Inspiration
Most packaged foods today contain long, confusing ingredient lists filled with unfamiliar names. Even when labels exist, understanding what’s actually healthy requires time, research, and nutrition knowledge. Inspired by EU nutrition ratings and the lack of truly clean ingredient options in the market, we wanted to build something that helps users decide before struggling to decode labels.
What it does
Clearlabel lets users scan or upload a food package image to instantly analyze ingredient quality. It evaluates cleanliness (ingredient count), artificial additives, emulsifiers, sugar, salt, and nutritional balance. The app personalizes results using blood reports, medical conditions, and allergies, flags unsafe foods, recommends healthier unbiased swaps, and provides analytics on shopping habits.
How we built it
Frontend: React with live camera scanning and image upload. Backend: FastAPI with Python, integrating Google Gemini for text/vision extraction, OpenFoodFacts API, and custom scoring logic. Data storage & analytics: Snowflake for user profiles, scans, and analytics (first time using Snowflake was both exciting and challenging). Process: Initially experimented with web scraping grocery data, then transitioned to reliable public food databases for faster, more accurate ingredient retrieval. Health logic: Combines Nutri-Score, WHO daily recommendations, and traffic-light labeling for personalized scoring.
Challenges we ran into
Accurately extracting ingredient data from packaging images was challenging, especially optimizing for speed and reliability. We initially explored web scraping grocery platforms before transitioning to public databases. Integrating Snowflake for the first time was both exciting and difficult, particularly designing analytics workflows efficiently.

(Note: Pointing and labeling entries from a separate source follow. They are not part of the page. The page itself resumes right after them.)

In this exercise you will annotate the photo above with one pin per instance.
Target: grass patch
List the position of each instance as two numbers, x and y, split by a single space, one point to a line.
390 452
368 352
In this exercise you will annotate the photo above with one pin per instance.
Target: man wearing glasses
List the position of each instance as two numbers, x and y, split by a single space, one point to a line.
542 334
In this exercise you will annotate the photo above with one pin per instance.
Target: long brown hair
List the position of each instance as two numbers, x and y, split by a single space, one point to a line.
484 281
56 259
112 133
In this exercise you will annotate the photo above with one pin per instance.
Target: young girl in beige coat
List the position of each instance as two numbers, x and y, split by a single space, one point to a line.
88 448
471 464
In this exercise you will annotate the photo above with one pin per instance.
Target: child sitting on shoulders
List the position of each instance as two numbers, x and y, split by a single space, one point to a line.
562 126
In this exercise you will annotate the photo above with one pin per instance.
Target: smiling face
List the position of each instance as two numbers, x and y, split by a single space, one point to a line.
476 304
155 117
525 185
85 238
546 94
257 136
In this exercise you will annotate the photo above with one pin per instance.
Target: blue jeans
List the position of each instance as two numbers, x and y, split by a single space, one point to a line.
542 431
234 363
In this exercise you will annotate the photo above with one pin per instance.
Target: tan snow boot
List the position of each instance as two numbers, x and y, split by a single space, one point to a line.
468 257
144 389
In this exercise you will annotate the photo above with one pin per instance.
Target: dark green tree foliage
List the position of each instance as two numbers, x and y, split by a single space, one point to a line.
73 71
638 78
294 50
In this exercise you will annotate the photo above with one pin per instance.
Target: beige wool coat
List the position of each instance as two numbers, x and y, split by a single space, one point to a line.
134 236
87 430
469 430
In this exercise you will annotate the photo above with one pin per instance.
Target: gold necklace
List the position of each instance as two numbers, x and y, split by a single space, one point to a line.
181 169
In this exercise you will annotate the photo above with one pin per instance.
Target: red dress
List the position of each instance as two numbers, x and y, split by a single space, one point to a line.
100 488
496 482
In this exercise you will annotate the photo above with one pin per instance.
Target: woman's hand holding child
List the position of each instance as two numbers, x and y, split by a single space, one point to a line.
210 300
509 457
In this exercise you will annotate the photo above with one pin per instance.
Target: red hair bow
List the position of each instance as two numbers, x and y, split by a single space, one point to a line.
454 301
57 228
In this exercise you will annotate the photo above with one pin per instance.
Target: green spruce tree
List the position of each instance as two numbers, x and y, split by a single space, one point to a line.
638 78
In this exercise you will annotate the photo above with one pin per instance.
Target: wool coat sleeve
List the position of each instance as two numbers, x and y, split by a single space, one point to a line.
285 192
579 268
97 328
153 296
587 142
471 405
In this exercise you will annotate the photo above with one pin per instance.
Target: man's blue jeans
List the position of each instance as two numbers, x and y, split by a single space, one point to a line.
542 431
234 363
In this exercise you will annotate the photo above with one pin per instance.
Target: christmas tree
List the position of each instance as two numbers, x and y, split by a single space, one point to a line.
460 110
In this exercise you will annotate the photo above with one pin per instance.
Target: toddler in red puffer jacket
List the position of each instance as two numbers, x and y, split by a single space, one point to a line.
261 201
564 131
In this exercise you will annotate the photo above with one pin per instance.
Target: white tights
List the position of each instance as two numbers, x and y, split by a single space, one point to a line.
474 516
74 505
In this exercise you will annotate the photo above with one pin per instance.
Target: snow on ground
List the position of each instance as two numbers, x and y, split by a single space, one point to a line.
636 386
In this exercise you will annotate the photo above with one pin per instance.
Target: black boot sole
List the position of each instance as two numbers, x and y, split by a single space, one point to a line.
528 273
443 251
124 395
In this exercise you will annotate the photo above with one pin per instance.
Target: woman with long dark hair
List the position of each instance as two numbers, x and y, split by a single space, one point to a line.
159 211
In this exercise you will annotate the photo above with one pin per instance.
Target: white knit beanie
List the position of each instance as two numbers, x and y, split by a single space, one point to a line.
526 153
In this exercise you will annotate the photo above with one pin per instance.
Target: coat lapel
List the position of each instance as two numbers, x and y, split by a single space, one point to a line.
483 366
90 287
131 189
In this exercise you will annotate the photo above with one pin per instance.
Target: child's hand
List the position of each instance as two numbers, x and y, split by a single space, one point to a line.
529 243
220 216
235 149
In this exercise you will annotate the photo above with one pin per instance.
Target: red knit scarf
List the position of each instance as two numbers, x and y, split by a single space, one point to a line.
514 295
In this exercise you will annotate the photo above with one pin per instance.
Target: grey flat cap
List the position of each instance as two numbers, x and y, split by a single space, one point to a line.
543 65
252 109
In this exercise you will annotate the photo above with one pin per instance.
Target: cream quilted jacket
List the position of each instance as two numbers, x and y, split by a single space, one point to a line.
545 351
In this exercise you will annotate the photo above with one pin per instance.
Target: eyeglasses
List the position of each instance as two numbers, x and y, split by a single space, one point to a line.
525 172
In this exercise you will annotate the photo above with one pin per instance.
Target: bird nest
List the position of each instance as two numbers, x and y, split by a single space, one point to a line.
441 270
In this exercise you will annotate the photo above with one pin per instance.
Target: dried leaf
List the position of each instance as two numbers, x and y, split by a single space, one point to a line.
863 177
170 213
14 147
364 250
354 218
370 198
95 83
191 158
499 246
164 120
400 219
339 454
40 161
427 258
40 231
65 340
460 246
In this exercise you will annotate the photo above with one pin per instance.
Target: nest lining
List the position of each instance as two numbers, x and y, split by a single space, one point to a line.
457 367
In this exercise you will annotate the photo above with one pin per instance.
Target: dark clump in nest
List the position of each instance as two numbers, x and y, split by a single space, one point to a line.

Accomplishments that we're proud of
We built a system that delivers meaningful health insights in seconds, often faster than reading the first two ingredients on a package. Combining global nutrition standards with personal health data into one seamless experience was a major milestone. The unbiased recommendation engine was another highlight.
What we learned
We gained hands-on experience working with real-world food data, public nutrition standards, and analytics pipelines. We also learned how critical performance, data normalization, and personalization are when building health-focused consumer applications.
What's next for Clearlabel
We plan to enhance recommendations based on the specific store a user is shopping in, including private-label products. Future plans include browser extensions for online grocery platforms, deeper personalization, and expanded coverage across global food databases.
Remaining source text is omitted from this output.